That's Not a Solution


A few years ago, I started a new job. My position was adjacent to someone who was consulting with the company and considering joining full-time. They were incredibly bright, very accomplished, oh, and they hated me from the start.

I don’t blame them. They were certainly more qualified in the space than I was, and I could tell they wanted a chance to interview me before the company extended an offer.

Early on, I realized there were three points of friction to working with this person:

  1. Right before I started, this person drafted a proposal for something that would directly impact my work, which would make my job a lot harder and saddle my team with a bunch of avoidable responsibilities. I now had to work upstream against this defacto incumbent approach.
  2. This person was so smart and highly educated that they were almost impossible to understand sometimes. Both in the level of detail they’d get into and the word choice they used.
  3. Every idea I proposed was met with the quip “that’s not a solution”.
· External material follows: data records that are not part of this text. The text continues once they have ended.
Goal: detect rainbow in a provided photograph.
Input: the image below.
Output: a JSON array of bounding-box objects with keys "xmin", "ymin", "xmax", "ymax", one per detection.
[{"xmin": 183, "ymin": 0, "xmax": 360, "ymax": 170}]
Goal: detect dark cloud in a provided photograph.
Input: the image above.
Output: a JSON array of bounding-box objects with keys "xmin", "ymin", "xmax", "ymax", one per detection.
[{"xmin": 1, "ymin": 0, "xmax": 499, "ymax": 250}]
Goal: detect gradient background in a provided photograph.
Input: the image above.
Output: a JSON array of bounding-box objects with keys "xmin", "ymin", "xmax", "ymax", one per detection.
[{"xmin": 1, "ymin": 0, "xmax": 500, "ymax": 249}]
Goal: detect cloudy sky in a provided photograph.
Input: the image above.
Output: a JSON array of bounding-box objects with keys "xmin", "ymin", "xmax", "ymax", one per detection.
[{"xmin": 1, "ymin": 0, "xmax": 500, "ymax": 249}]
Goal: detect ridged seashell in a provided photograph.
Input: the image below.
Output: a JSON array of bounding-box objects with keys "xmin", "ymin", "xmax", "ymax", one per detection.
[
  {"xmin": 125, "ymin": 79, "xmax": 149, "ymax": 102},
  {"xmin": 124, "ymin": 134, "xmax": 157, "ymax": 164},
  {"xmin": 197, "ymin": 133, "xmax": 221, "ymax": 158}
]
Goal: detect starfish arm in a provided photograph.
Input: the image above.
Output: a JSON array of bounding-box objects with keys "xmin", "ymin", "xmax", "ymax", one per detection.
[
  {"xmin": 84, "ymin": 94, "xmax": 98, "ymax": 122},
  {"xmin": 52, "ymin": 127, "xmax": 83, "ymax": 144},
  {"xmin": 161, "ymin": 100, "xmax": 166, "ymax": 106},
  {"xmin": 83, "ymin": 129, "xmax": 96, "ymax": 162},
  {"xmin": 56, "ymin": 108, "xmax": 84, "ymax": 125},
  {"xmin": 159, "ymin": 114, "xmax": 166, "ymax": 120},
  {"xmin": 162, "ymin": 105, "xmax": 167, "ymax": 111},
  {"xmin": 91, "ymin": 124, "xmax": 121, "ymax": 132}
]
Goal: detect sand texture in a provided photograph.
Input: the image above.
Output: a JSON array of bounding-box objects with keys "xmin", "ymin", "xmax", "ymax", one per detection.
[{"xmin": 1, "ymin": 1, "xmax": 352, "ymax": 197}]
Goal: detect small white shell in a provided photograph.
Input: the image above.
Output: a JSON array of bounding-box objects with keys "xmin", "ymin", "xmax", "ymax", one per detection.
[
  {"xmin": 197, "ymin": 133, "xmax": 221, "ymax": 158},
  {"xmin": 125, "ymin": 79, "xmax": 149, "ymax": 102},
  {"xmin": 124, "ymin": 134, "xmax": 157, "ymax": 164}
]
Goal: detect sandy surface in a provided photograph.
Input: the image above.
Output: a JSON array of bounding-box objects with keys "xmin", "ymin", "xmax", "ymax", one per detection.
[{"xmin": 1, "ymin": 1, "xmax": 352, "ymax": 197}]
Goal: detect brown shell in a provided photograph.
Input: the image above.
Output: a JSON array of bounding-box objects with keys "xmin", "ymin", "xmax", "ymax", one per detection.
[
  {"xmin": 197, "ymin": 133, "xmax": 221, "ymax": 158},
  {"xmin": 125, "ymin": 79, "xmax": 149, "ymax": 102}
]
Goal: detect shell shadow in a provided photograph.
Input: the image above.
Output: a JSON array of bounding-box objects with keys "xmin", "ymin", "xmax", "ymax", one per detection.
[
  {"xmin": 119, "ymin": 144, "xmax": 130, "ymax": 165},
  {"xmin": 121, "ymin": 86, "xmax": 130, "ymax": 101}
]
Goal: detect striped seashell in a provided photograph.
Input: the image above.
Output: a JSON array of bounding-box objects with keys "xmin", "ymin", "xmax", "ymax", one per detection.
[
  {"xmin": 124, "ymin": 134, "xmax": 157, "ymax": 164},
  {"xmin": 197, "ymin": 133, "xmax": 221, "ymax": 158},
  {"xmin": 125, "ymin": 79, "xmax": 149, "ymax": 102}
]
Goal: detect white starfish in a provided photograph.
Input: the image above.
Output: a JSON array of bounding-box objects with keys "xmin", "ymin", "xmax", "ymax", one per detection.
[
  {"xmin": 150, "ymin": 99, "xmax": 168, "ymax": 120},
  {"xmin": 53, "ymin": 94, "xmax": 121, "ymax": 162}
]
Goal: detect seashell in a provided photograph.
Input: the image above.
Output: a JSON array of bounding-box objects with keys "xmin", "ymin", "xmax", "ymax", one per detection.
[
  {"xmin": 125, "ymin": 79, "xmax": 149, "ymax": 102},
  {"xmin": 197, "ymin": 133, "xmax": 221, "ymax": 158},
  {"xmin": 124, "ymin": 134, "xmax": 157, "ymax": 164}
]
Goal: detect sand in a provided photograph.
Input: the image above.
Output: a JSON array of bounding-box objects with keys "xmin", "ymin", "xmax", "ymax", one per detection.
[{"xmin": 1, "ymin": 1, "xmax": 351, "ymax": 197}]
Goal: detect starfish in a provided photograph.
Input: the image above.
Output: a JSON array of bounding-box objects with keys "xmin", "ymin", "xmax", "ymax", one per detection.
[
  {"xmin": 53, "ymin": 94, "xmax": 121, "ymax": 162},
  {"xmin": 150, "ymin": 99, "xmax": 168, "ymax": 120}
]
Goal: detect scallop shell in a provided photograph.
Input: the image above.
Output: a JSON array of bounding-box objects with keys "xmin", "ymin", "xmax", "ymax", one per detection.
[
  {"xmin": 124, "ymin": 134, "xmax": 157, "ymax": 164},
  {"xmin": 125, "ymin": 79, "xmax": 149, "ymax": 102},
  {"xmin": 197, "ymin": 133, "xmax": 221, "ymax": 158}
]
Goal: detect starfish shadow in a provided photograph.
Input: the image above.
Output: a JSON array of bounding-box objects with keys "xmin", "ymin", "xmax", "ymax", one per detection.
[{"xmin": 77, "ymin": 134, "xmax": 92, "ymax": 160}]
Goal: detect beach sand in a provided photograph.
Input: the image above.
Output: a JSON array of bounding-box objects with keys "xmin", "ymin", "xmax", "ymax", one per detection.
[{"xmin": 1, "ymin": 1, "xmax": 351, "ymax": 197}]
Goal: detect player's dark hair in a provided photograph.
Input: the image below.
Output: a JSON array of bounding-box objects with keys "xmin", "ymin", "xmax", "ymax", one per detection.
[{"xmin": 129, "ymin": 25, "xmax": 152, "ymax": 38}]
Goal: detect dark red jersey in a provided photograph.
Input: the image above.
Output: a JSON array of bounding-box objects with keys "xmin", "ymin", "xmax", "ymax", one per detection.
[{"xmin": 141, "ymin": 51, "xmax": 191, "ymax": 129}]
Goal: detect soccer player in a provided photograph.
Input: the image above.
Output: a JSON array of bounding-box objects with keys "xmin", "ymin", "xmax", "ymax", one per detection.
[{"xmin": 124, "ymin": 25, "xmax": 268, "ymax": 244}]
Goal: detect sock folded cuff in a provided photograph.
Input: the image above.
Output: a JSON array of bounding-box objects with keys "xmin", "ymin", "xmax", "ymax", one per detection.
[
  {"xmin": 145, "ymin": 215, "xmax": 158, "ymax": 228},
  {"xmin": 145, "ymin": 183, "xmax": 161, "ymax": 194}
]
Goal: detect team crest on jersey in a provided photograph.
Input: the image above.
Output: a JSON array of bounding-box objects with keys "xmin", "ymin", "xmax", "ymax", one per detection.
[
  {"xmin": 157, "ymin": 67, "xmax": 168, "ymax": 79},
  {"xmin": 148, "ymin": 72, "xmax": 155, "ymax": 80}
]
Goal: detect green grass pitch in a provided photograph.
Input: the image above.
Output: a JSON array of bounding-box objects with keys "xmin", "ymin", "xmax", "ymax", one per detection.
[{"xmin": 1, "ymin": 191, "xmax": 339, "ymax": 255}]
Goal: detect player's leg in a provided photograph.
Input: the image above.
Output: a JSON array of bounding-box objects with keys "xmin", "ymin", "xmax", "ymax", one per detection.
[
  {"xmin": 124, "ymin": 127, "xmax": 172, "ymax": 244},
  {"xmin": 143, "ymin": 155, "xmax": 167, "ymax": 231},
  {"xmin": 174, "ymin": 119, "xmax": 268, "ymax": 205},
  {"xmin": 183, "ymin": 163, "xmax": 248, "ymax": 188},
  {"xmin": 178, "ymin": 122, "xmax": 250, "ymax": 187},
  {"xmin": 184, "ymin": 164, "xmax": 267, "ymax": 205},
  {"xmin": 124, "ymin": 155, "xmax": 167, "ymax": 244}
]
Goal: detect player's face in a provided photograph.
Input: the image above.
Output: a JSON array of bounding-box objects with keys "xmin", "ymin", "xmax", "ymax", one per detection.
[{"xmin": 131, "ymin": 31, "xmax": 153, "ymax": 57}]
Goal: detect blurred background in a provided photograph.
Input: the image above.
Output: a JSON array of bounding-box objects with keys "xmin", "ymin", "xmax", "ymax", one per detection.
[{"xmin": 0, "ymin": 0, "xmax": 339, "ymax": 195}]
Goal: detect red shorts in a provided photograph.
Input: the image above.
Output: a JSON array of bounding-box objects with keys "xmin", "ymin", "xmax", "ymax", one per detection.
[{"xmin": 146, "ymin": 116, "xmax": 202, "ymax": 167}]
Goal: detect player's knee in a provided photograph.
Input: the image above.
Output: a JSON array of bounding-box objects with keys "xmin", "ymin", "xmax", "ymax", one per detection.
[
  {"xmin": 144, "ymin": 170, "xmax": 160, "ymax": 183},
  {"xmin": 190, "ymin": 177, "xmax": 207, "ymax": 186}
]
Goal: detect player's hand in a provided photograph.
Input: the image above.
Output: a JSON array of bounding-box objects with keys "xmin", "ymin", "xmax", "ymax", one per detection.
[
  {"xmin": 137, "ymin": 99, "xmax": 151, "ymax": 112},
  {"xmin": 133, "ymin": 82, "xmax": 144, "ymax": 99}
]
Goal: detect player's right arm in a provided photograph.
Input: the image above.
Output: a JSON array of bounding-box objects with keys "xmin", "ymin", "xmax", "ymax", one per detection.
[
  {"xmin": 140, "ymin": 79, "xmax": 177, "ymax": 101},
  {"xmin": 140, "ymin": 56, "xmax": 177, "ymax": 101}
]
We’re ignoring the first two. This post is about the third.

When they said it

My first reaction to hearing “that’s not a solution” was that it was frustrating in how dismissive it is. This person didn’t always propose an alternative. They just said no to the only idea out there, seemingly uninterested in creative problem solving together.

Sometimes they were correct. Or it was a solution but not the best one. A handful of times we went through with my idea and it was fine.

My biggest takeaway in the moment was that it was beneficial to have a very senior member of our engineering team looped into these meetings. This didn’t stop “that’s not a solution” from being said, but adding a neutral third-party helped keep the conversation on track and mediate through the specific problems with the idea instead of dismissing it altogether.

Reclaiming it

A funny thing happened. In the year or two after I stopped working with that person, I had upleveled a lot. And occasionally someone would pitch an idea, and the first thought to my head was, “that’s not a solution”.

Almost any time a middle manager wanted to change vendors for our data tools? That’s not a solution.

Our CAC wasn’t good enough on a channel the marketing team liked, so we needed to change the CAC formula? That’s not a solution.

I never actually retorted “that’s not a solution”. I assumed it would come off as condescending, the same way I felt when it was said to me. I worried for a moment, was I turning into a jerk and continuing the cycle?

So I tried what turned out to be a more productive reply. Just taking a step back and making it more about the underlying problem. Asking “why” a lot. It probably wouldn’t work with everyone but it deescalated in the short term.

Conclusion

I got some writer’s block trying to wrap this up. Every time I came up with something, I’d think that’s not a solution *crowd boos*.